Eamon O'Brien, for instance, got the boot after a Leinster-winning season – Meath's first provincial silverware in nine years – despite backing from the county board's executive.
O'Dowd's predecessor, the indomitable Séamus McEnaney, managed to stay two seasons on the throne, but only after surviving an attempted coup which, like the O'Brien decision, had the whiff of a protest vote against the power brokers in the county.
"I think that's a good thing," Reilly insists, the competitive side of his brain clicking into gear.
"You have to be ambitious. You have to win and you have to want success.
"But it's up to managers and players to get the formula right.
"You're going to have to take each game as it comes. But for Meath football, we have to be back challenging finals.
"I think it's very important and it's a minimum requirement for supporters and players alike that you do go back and contest finals."
Part of that formula in Meath is a fit Kevin Reilly. His return from a nuisance Achilles injury this year either coincided with or caused Meath's winter upturn, depending on whom you listen most closely to.
"Fortunately enough, I can put that aside," he says of the long-standing, highly debilitating injury which required surgery in Sweden last November.
"I don't dwell on it too much. I can't afford to dwell on it or else you would be setting yourself back mentally. You get on with it.
"I think you're blessed every day you can grace the field. I count myself very lucky that I have the chance to play football, let alone play with the county."
He had already been installed as captain by O'Dowd, a role he admits coveting in his youth.
"It's a great honour to lead your county, especially such a proud county as Meath. It was something that I did want to do.
"When you're looking on, growing up, at the likes of Graham Geraghty, Trevor Giles and these guys that have been successful as captains of the Meath football team... I'm very much looking forward to it."
Similarly, he follows in a long, illustrious and fearsome run of Meath full-backs. Though he has filled in at centre-back this year, the number three jersey is the one he most enjoys wearing.
"Again, it's an honour to play full-back for the county given the tradition of full-backs, such as Darren Fay and Mick Lyons. Two guys I would have had as idols growing up.

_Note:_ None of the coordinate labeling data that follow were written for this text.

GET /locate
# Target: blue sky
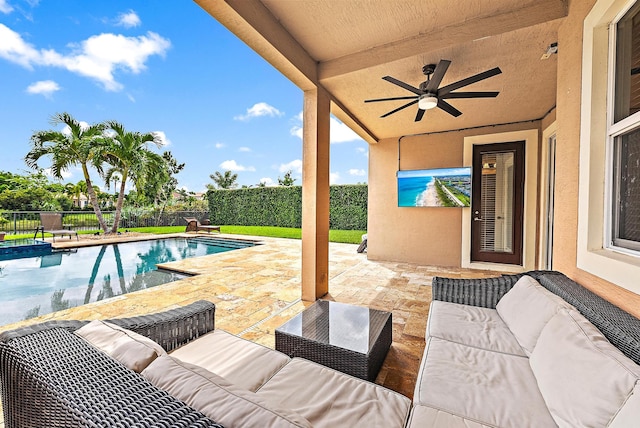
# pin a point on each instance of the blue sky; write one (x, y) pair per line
(165, 67)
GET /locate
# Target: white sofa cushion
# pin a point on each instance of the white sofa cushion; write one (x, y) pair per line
(130, 348)
(243, 363)
(527, 308)
(216, 397)
(584, 379)
(488, 387)
(471, 325)
(629, 414)
(425, 416)
(328, 398)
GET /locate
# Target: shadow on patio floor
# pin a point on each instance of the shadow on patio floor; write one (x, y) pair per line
(257, 289)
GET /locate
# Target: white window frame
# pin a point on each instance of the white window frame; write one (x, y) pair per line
(594, 252)
(622, 127)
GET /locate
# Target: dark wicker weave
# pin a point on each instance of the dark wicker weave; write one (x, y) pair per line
(52, 378)
(619, 327)
(317, 347)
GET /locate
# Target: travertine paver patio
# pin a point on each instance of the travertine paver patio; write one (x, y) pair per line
(257, 289)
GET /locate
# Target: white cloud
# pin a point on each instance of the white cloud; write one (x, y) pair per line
(5, 7)
(232, 165)
(339, 132)
(258, 110)
(162, 137)
(129, 19)
(97, 57)
(294, 165)
(267, 181)
(43, 87)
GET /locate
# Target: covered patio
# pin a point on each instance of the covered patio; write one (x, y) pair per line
(343, 54)
(257, 289)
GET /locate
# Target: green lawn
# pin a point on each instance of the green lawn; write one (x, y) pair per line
(344, 236)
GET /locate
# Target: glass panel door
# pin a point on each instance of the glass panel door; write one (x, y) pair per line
(498, 187)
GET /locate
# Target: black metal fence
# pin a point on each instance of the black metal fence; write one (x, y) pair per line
(22, 222)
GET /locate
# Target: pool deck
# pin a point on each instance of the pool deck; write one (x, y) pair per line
(257, 289)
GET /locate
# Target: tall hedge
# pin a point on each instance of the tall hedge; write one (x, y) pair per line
(282, 206)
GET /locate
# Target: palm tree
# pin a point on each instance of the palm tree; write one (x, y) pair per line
(130, 159)
(228, 180)
(80, 146)
(79, 189)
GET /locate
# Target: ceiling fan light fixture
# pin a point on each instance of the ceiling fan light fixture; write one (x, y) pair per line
(427, 101)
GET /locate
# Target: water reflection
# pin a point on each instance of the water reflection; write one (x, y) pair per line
(62, 280)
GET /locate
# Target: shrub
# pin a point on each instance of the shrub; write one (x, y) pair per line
(282, 206)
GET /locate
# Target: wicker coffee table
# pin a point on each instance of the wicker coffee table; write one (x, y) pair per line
(352, 339)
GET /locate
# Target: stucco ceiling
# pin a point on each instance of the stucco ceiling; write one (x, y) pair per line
(348, 46)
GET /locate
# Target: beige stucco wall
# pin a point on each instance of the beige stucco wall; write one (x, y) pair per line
(567, 160)
(431, 236)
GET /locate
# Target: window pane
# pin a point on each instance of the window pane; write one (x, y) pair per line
(627, 86)
(627, 190)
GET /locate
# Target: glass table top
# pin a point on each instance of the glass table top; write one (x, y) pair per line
(345, 326)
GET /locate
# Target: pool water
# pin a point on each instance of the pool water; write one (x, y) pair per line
(35, 286)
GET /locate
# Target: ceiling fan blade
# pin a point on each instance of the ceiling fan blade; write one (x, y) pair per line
(468, 81)
(470, 95)
(410, 97)
(403, 85)
(442, 104)
(400, 108)
(437, 75)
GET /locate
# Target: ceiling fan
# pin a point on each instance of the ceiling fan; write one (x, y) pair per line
(428, 95)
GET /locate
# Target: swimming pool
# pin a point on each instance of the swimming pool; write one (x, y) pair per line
(35, 286)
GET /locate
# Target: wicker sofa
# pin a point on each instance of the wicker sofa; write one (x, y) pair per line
(526, 351)
(110, 374)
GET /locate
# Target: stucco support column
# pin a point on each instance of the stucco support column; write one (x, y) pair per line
(315, 195)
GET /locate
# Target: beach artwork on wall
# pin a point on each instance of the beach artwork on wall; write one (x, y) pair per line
(443, 187)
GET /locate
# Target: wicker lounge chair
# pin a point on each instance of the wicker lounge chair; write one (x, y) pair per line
(194, 225)
(52, 223)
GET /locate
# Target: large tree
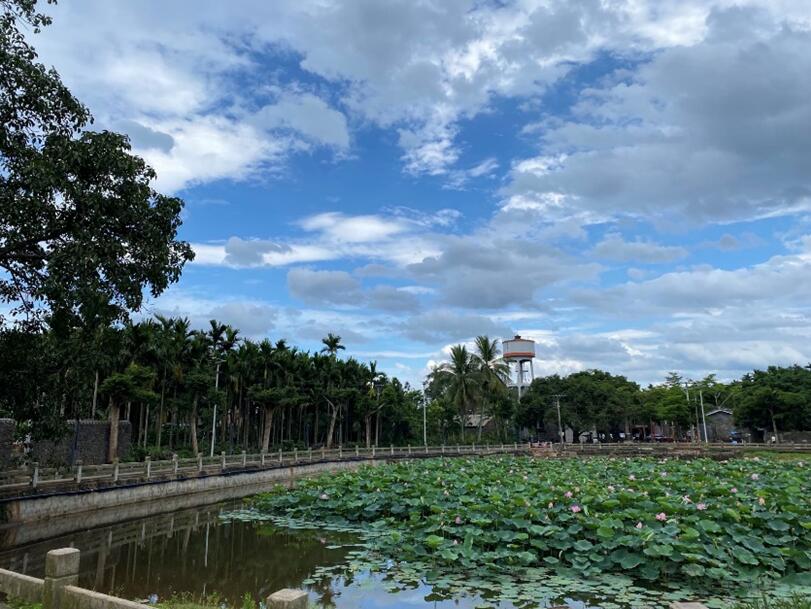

"They didn't give their opponents an inch, which was a real motivating influence from everybody else out the pitch," he adds.
"Traditionally, we would have gone for a big and strong team," Reilly concludes of the paradigm shift in Meath's make-up this year.
"To be fair, I think the lads were pacy enough. They give defenders headaches. But we will have to wait and see what the championship brings in terms of how they get on."